Assessing genomic selection prediction accuracy in a dynamic barley breeding

Authors: SALLAM, A.H. - University Of Minnesota; ENDELMAN, J. - University Of Wisconsin; Jannink, Jean-Luc; SMITH, K.P. - University Of Minnesota

Submitted to: The Plant Genome
Publication Type: Peer Reviewed Journal
Publication Acceptance Date: 8/15/2014
Publication Date: 9/5/2014
Citation: Sallam, A., Endelman, J., Jannink, J., Smith, K. 2014. Assessing genomic selection prediction accuracy in a dynamic barley breeding. The Plant Genome. (8). DOI: 10.3835/plantgenome2014.05.0020.

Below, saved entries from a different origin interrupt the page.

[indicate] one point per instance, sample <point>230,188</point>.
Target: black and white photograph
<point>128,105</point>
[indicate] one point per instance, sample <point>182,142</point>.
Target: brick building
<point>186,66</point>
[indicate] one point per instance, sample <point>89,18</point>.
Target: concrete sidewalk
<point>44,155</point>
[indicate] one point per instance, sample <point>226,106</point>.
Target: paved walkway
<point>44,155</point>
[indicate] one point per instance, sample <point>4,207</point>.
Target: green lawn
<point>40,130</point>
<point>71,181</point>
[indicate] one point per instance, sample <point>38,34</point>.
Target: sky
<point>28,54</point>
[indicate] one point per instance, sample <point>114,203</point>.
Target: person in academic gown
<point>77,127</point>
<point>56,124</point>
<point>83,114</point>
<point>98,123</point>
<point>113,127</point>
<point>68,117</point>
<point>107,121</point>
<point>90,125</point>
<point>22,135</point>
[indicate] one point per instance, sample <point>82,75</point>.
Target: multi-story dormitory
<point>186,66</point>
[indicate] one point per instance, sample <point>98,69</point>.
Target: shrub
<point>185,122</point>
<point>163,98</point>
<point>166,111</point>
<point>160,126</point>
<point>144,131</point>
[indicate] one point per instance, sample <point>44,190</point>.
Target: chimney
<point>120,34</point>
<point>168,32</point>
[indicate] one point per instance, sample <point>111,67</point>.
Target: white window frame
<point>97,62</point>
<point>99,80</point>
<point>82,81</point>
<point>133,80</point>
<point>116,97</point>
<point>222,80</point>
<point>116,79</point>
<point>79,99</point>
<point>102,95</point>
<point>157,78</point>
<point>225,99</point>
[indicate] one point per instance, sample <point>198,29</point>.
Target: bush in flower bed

Interpretive Summary: Genomic selection is a method to improve quantitative traits in crops and livestock by estimating breeding values of selection candidates using phenotypes and genome-wide marker data sets. Prediction accuracy has been evaluated through simulation and cross-validation, but not through validation on progeny performance in a breeding program. We evaluated prediction of progeny performance in a barley breeding population with 647 lines evaluated for four traits and scored with 1,536 DNA markers. We used these data sets to investigate the effect of model on prediction accuracy over time. We found little difference in prediction accuracy among the models confirming prior studies that found the simplest model to be accurate across a range of situations. Surprisingly, we found that training the prediction model using only population founders gave similar accuracy to training with additional descendants. Relative prediction accuracy ranged from 0.03 to 1.0 across four traits and five progeny sets. To understand this variability in prediction accuracy, we explored characteristics of the training and progeny sets. Findings from this study will help breeders design programs when they want to select individuals based on predictions.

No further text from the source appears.